I conclude that standing is not a barrier to deciding the constitutionality of the statute.  The continued vitality of the Salerno standard has been called into question.  See Washington v. Glucksberg, 117 S. Ct. 2258, 2304-05 (1997) (Stevens, J., concurring) (noting that appropriate standard to be applied in facial challenges to state statutes has been the subject of debate within the Supreme Court and that the Court has never applied Salerno standard, even in Salerno itself); Kraft Gen. Foods, Inc. v. Iowa Dept. of Revenue and Finance, 505 U.S. 71, 82 (1992) (Rehnquist, C.J., dissenting) (unsuccessfully arguing for the application of the Salerno standard in facial challenge to state tax statute); Jane L. v. Bangerter, 102 F.2d 1112, 1116 (10th Cir. 1996) (noting that the Court did not apply Salerno standard to facial challenge of abortion regulation statute in Planned Parenthood v. Casey, 505 U.S. 833 (1992)); Michael C. Dorf, Facial Challenges to State and Federal Statutes, 46 Stan. L. Rev. 235, 239-40 (1994) (asserting that the Court inconsistently applies Salerno and fails to articulate why it departs from Salerno).

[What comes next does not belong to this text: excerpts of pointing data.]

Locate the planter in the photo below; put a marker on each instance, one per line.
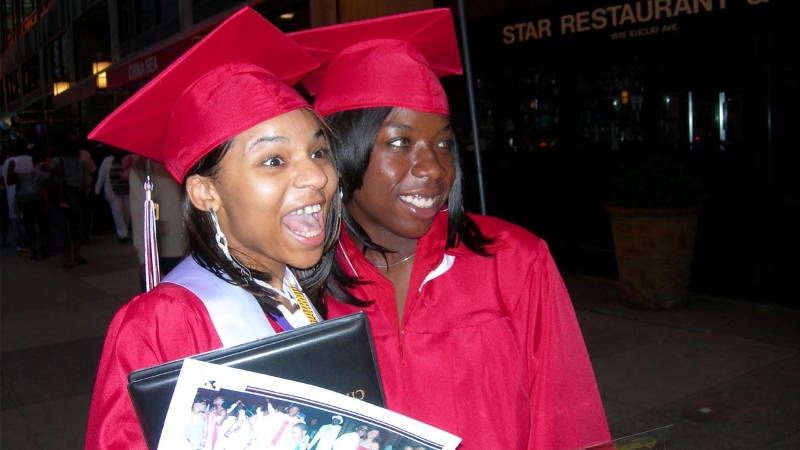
(654, 250)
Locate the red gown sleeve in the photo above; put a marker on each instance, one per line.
(566, 409)
(165, 324)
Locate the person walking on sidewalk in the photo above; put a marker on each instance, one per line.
(71, 181)
(474, 329)
(28, 199)
(112, 180)
(258, 193)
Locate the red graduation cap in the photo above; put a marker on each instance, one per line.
(389, 61)
(236, 77)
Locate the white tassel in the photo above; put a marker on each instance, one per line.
(152, 271)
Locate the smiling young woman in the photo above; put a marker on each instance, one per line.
(258, 182)
(473, 326)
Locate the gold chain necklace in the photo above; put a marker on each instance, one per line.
(303, 302)
(380, 266)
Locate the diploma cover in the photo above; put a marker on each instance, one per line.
(336, 354)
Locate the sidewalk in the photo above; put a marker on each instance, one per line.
(724, 373)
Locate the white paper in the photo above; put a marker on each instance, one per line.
(253, 389)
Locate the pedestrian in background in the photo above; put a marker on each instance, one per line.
(65, 197)
(112, 181)
(258, 199)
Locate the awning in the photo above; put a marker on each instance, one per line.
(77, 92)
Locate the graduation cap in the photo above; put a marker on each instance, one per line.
(236, 77)
(389, 61)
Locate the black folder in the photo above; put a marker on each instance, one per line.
(336, 354)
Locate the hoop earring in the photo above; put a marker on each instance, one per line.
(222, 243)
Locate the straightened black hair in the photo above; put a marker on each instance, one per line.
(356, 131)
(202, 243)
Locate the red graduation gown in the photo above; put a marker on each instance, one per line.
(167, 323)
(490, 348)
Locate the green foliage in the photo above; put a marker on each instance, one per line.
(656, 182)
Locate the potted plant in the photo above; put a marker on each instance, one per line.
(654, 214)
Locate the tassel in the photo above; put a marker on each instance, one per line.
(152, 272)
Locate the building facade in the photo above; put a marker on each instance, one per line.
(566, 93)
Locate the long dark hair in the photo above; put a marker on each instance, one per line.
(202, 244)
(355, 132)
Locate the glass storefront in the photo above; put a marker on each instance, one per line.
(562, 111)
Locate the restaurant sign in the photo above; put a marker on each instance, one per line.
(147, 65)
(623, 20)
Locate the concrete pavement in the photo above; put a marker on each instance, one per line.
(724, 373)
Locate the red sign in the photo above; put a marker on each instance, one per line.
(147, 65)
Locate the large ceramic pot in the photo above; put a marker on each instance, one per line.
(654, 250)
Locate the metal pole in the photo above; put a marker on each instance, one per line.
(471, 96)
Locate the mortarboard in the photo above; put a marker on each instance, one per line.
(388, 61)
(236, 77)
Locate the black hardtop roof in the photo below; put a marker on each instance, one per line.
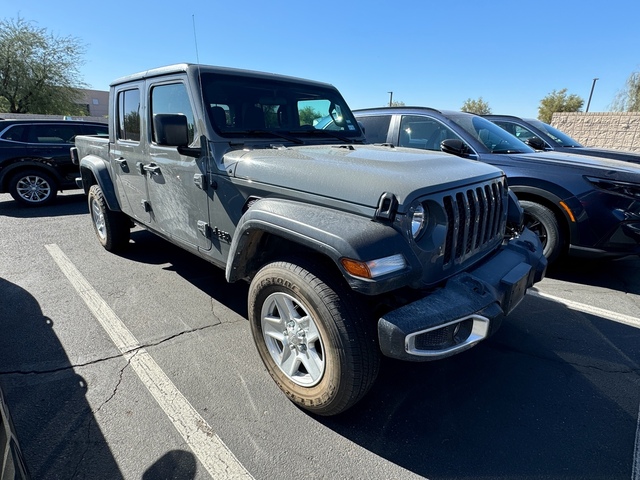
(13, 121)
(194, 67)
(407, 109)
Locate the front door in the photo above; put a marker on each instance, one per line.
(176, 183)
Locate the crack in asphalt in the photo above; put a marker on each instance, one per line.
(110, 357)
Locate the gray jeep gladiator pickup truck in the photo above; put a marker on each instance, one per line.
(351, 250)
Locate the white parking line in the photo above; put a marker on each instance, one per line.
(581, 307)
(635, 471)
(214, 455)
(616, 317)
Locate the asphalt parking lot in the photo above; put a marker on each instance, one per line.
(554, 395)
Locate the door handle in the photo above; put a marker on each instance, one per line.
(152, 168)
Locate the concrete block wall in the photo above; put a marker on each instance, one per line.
(615, 130)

[24] United States v. One Assortment of 89 Firearms, 465 U.S. 354 (1984); One Lot Emerald Cut Stones v. United States, 409 U.S. 232 (1972); Various Items of Personal Property v. United States, 282 U.S. 577 (1931).

[25] The State acknowledges that 15 percent of drunk driving offenders "would be at risk each year for mandatory forfeiture of a vehicle not being driven at the time of the offense."  Brief for State at 34 n.9.

[26] The reasoning of the Ursery Court, however, is not entirely clear.  While discussing at length prior Supreme Court cases that resorted to the legal fiction that the property is held guilty and condemned, the majority opinion also stated, in response to Justice Stevens's concurring/dissenting opinion, that the Court does not rest its "conclusion in this case [Ursery] upon the long-recognized fiction that a forfeiture in rem punishes only malfeasant property rather than a particular person."  Ursery, 116 S. Ct. at 2148 n.3.

[27] The majority opinion attempts to salvage Wis. Stat. § 346.65(6) by stating that the statute is remedial because it excludes "innocent owners."  Majority op. at 19 n.17.  The fact that the statute excludes "innocent owners" does not save the statute from being constitutionally infirm since it still permits in rem seizure of "innocent vehicles" (vehicles owned by the convicted driver but not used in the drunk driving offense).

[28] The majority opinion asserts that "the primary purpose of the statute . . . is to keep the highways safe and protect the public" and cites to State v. McMaster, 206 Wis. 2d 30, 45, 556 N.W.2d 673 (1996), as support for this legislative purpose.  Majority op. at 18-19.  McMaster involved Wis. Stat. § 343.305, an entirely different statute, and provides for in personam penalties in relation to intoxication tests.  The majority opinion makes a large, unsupported leap by equating the legislative purpose of § 343.305 with the legislative purpose of Wis. Stat. § 346.65(6).